Now, if we graph this tree, we’ll see that it’s ultrametric. It should be as it contains only extant species & is time-calibrated! Let’s drop the one non-mammal outgroup (Anolis carolinensis) and plot our tree to see this.

mammal_tree<-drop.tip(mammal_tree,"_Anolis_carolinensis")
plotTree(mammal_tree,ftype="off",lwd=1,type="arc",
  arc_height=0.05,part=0.995)

plot of chunk unnamed-chunk-5

Nonetheless, as is common in R for trees with this many taxa, our "phylo" object will not pass is.ultrametric. This is entirely a rounding artifact resulting from having written the tree to a text file! (But is destined to cause us problems later, I promise.)

is.ultrametric(mammal_tree)
## [1] FALSE

This is the one & only circumstance in which phytools::force.ultrametric should be used. force.ultrametric is just going to coerce our very-nearly-but-not-precisely ultrametric tree to be exactly ultrametric to the numerical precision of our machine. Let’s do it.

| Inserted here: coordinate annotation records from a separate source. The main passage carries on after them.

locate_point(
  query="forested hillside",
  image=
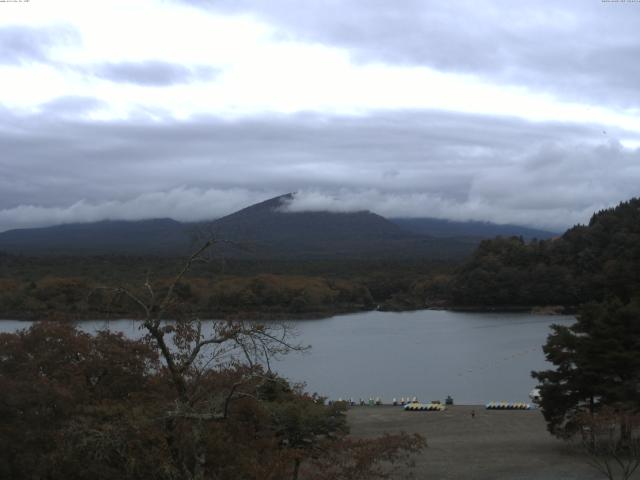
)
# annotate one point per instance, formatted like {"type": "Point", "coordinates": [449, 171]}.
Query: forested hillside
{"type": "Point", "coordinates": [586, 263]}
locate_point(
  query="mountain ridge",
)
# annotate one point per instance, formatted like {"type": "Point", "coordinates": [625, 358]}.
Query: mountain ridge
{"type": "Point", "coordinates": [265, 227]}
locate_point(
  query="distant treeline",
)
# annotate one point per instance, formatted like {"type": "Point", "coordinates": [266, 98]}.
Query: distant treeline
{"type": "Point", "coordinates": [78, 288]}
{"type": "Point", "coordinates": [587, 263]}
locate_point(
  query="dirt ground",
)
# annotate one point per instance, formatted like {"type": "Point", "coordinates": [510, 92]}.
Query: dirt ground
{"type": "Point", "coordinates": [495, 445]}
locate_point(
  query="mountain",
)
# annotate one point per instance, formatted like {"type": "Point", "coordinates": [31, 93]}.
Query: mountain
{"type": "Point", "coordinates": [159, 237]}
{"type": "Point", "coordinates": [586, 263]}
{"type": "Point", "coordinates": [448, 228]}
{"type": "Point", "coordinates": [263, 230]}
{"type": "Point", "coordinates": [266, 227]}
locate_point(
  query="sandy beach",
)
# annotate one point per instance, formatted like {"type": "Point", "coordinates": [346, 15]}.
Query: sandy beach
{"type": "Point", "coordinates": [495, 445]}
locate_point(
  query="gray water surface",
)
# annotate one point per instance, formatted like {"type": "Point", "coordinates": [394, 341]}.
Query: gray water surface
{"type": "Point", "coordinates": [474, 357]}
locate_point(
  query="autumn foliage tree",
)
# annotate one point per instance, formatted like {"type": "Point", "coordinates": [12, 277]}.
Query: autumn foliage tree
{"type": "Point", "coordinates": [190, 400]}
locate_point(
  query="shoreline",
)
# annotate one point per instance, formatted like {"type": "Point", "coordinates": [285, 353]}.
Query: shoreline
{"type": "Point", "coordinates": [491, 445]}
{"type": "Point", "coordinates": [548, 310]}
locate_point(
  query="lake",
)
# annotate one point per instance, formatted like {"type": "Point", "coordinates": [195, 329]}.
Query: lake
{"type": "Point", "coordinates": [474, 357]}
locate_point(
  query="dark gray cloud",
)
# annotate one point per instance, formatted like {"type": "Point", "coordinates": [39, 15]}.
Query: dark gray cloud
{"type": "Point", "coordinates": [398, 163]}
{"type": "Point", "coordinates": [580, 50]}
{"type": "Point", "coordinates": [23, 44]}
{"type": "Point", "coordinates": [153, 73]}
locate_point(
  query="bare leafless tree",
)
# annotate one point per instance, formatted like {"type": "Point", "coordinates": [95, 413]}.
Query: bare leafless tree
{"type": "Point", "coordinates": [190, 348]}
{"type": "Point", "coordinates": [611, 440]}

mammal_tree<-force.ultrametric(mammal_tree)
## ***************************************************************
## *                          Note:                              *
## *    force.ultrametric does not include a formal method to    *
## *    ultrametricize a tree & should only be used to coerce    *
## *   a phylogeny that fails is.ultrametric due to rounding --  *
## *    not as a substitute for formal rate-smoothing methods.   *
## ***************************************************************
is.ultrametric(mammal_tree)
## [1] TRUE

Excellent.

Next, let’s get our species names from file as follows.

spp_names<-read.csv(file="spp_names.csv",header=FALSE)
head(spp_names)

Let’s compare these names to a sample of names from our mammal tree.

head(mammal_tree$tip.label)
## [1] "Ornithorhynchus_anatinus_ORNITHORHYNCHIDAE_MONOTREMATA"
## [2] "Zaglossus_bruijnii_TACHYGLOSSIDAE_MONOTREMATA"         
## [3] "Tachyglossus_aculeatus_TACHYGLOSSIDAE_MONOTREMATA"     
## [4] "Rhynchocyon_petersi_MACROSCELIDIDAE_MACROSCELIDEA"     
## [5] "Rhynchocyon_cirnei_MACROSCELIDIDAE_MACROSCELIDEA"      
## [6] "Rhynchocyon_udzungwensis_MACROSCELIDIDAE_MACROSCELIDEA"

We can see that our species list names are encoded in “genus-space-specific epithet” format while the taxon labels in our tree are “genus-underscore-specific epithet-underscore-family-underscore-order”.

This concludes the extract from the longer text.